There is a reason that major trials today almost always involve appellate lawyers on both sides. The best trial lawyers in America recognize the value an appellate lawyer adds to the trial team—and the danger inherent in proceeding without one.
Unfortunately, too many clients remain reluctant to incur the costs associated with having an appellate lawyer attend the trial. These clients don’t understand the return they will receive on their investment. This is unfortunate, as appellate lawyers add substantial value to a trial team. Three of the most important ways an appellate lawyer can change the course of a trial are through preparation of the jury charge, advice on the admission and exclusion of evidence, and preservation of error for appeal.
Preparation of the jury charge is critical to trial success. After all, the case will be decided based on the jury’s answers to questions contained in the charge. And an incorrect charge can be disastrous. Absent objection by the party seeking appellate review, the appellate court will measure the sufficiency of the evidence against the charge as presented to the jury—even if it misstates the law or effectively increases a party’s burden of proof beyond that imposed by law.

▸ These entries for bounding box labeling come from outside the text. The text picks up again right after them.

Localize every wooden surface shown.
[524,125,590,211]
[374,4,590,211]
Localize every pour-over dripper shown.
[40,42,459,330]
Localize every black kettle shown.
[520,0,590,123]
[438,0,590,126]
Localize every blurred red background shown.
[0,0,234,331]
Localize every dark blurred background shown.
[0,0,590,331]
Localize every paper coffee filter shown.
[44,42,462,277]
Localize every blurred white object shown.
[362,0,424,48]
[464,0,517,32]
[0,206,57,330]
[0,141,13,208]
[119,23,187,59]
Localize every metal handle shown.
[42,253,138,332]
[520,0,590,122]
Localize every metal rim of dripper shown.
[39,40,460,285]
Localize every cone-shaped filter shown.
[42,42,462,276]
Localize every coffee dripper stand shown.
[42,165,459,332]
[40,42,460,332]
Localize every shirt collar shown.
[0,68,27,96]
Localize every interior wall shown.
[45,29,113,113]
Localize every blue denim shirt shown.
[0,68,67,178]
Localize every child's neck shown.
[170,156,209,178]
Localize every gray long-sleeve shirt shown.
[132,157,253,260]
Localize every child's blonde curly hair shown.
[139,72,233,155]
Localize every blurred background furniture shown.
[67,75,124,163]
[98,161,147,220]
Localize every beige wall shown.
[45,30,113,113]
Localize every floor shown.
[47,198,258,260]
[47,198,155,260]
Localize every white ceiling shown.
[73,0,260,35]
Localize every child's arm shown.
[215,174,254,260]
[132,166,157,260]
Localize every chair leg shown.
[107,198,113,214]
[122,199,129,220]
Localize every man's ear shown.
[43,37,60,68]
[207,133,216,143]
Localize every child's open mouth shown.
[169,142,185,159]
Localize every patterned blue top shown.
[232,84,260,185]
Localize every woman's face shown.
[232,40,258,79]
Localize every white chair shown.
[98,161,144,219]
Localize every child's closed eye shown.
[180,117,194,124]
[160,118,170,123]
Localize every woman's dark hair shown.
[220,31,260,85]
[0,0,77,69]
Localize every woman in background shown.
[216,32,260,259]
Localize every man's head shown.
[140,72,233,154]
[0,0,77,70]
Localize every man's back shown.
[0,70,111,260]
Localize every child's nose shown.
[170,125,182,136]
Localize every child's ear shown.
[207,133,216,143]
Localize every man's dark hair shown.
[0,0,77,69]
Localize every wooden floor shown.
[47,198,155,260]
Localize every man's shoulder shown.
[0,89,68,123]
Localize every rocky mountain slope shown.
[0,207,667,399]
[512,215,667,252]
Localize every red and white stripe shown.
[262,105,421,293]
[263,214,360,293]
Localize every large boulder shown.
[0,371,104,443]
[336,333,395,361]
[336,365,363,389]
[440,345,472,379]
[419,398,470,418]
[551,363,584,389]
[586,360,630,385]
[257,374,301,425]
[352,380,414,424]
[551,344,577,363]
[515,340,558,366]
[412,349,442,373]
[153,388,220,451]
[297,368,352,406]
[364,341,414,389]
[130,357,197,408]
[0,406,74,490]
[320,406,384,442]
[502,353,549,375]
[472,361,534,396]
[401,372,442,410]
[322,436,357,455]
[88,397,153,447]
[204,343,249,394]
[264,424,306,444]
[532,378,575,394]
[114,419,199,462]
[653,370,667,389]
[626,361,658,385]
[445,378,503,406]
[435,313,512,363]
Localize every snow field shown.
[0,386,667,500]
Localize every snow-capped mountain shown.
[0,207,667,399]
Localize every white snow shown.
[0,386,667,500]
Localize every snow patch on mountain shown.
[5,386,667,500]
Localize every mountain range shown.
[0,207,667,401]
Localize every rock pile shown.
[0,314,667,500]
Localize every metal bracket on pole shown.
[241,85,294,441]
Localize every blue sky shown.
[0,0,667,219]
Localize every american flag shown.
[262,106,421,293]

See Romero v. KPH Consolidations, Inc., 166 S.W.3d 212, 220-21 (Tex. 2005) (citations omitted).
Moreover, many lawyers fail to grasp the potential for what is known as “Casteel error.” This occurs when a jury question commingles valid and invalid theories of liability. Crown Life Ins. Co. v. Casteel, 22 S.W.3d 378, 389 (Tex. 2000). It also can apply to a damages question that contains an invalid element of damage. Harris County v. Smith, 96 S.W.3d 230 (Tex. 2002). Imagine the frustration of being a plaintiff and winning big at trial, only to see it all taken away on appeal due to the dreaded Casteel error. Paying an appellate lawyer to assist in preparation of the charge can be the difference between winning and losing—or preserving a win or challenging a loss on appeal.
An appellate lawyer also can play a pivotal role in preserving error. Often, the trial lawyer is so caught up in the trial issues that an important preservation issue may float by unseen. Of course, most lawyers know the basics of error preservation. But often, lawyers believe a “general” complaint about sufficiency of the evidence will preserve any sufficiency complaint for appellate review. Actually, the “complaint on appeal must be the same as that presented to the trial court.” In re Y.M.A., 111 S.W.3d 790, 791 (Tex. App.—Fort Worth 2003, no pet.) (citations omitted). This rule holds true for a challenge to the sufficiency of the evidence. See, e.g., Hoxie Implement Co. v. Baker, 65 S.W.3d 140, 151 (Tex. App.—Amarillo 2001, no pet.). A mistake can end the appeal before it begins, as a party’s failure to preserve error waives appellate review. Bushell v. Dean, 803 S.W.2d 711, 712 (Tex. 1991) (op. on reh’g).
Finally, an appellate lawyer can assist with complex evidentiary issues that might otherwise escape the trial lawyer’s attention. For example, trial lawyers often rely on what are known as “judicial admissions” at trial. Yet many lawyers do not realize that a “party relying on an admission must protect it by objecting to the introduction of evidence contrary to the admission of fact and by objecting to the submission of any issue bearing on the fact or facts admitted.” Hurlbut v. Gulf Atlantic Life Ins. Co., 749 S.W.2d 762, 765 (Tex. 1987) (citing Houston First Am. Sav. v. Musick, 650 S.W.2d 764, 769 (Tex. 1983)). Permitting such testimony or submission without objection waives reliance on the admission on appeal. Id.
Similarly, most lawyers know that issues must be supported by the pleadings. Yet often, they fail to object to the presentation of evidence relating to such issues. This can result in what is known as “trial by consent.” And it can waive any error associated with submission of the issue to the jury. On the other hand, a proper objection generally precludes trial by consent. Webb v. Glenbrook Owners Ass’n, Inc., 298 S.W.3d 374 (Tex. App.—Dallas 2009, no pet.).
For all of these reasons (and many others), litigants should consider retention of an appellate specialist at trial an investment—not an expense.